Genç Werther’in Acıları Kitabı Hakkında
Evrensel boyutlara ulaşmış ünüyle bugün dünya edebiyatının en büyük yazarlarından biri sayılan Goethe, henüz yirmi beş yaşındayken yazdığı Genç Werther’in Acıları’nda, kısa bir süre önce Charlotte adlı genç bir kadınla yaşadığı mutsuz ilişkiden yola çıkmıştı. Edebiyat dünyasına, karşılıksız aşkıyla intihara sürüklenen “Romantik kahraman”ı armağan eden bu büyüleyici mektup-roman, şiirselliği ve yaşama tutkulu bakışıyla okuyucuları mıknatıs gibi kendine çekmişti. Almanya’da bütün gençliği etkisi altına alan romanın, birçok intihara neden olduğu, Werther’in giydiği mavi frak, sarı yelek ve çizmelerin döneminde moda yarattığı, Napoléon’un bile kitabı sürekli yanında taşıdığı söylenir.
Son derece duyarlı ve tutkulu bir genç ressam olan Werther’in, düşsel dostu Wilhelm’e yazdığı mektuplardan oluşan Genç Werther’in Acıları, edebiyatta akılcılığın yerini alan duygusallığın bir başyapıtıdır.
(Tanıtım Yazısından)
Genç Werther’in Acıları Özeti
Aydın bir genç olan Werther, büyük kentin yarattığı ruhsal çöküntüden doğaya kaçarak Wahlheim’e yerleşir. Orada tanıştığı soylu bir ailenin güzel kızı Lotte’ye âşık olur. Lotte bu aşka kayıtsız kalmaz; ama Albert’le nişanlıdır ve verilen sözler kendisi için çok önemlidir.

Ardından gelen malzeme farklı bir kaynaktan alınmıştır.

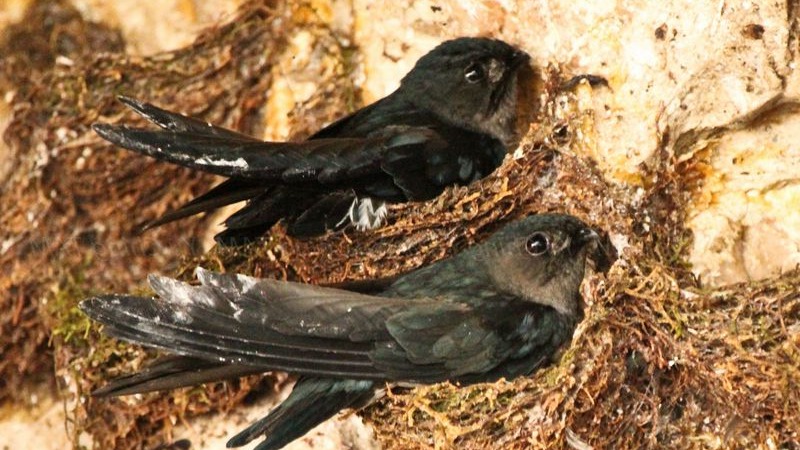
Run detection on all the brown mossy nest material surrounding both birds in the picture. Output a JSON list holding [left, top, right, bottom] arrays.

Lotte, nişanlısı Albert ile evlenir. Werther ise bir aile dostu olarak yer alır yanlarında. Aşk ve dostluk arasındaki sınır çizgisinde gidip gelen duygular Lotte’yi ürkütür. Sınırı geçmekten korkan Lotte, genç adama bir daha görüşmemeleri gerektiğini bildirir. Werther’in bu ayrılık acısına dayanması mümkün değildir.
Werther bu acıyla Lotte’ye bir mektup yazar. Mektubuna ve yaşamına şu sözlerle son verir:
“Bak Lotte, bana ölümün sarhoşluğunu tattıracak olan o soğuk ve korkunç kadehi elime alıyorum. Onu bana sen uzatıyorsun, ben de alırken hiç tereddüt etmiyorum. Hayatımın bütün istekleri ve ümitleri yerine geldi. Ölümün çelikten kapısını vurmak öylesine titretici ve çetin ki… Silahlar dolu. Saat on ikiyi vuruyor. Alınyazısı bu, önüne geçilmez artık. Elveda Lotte! Elveda!”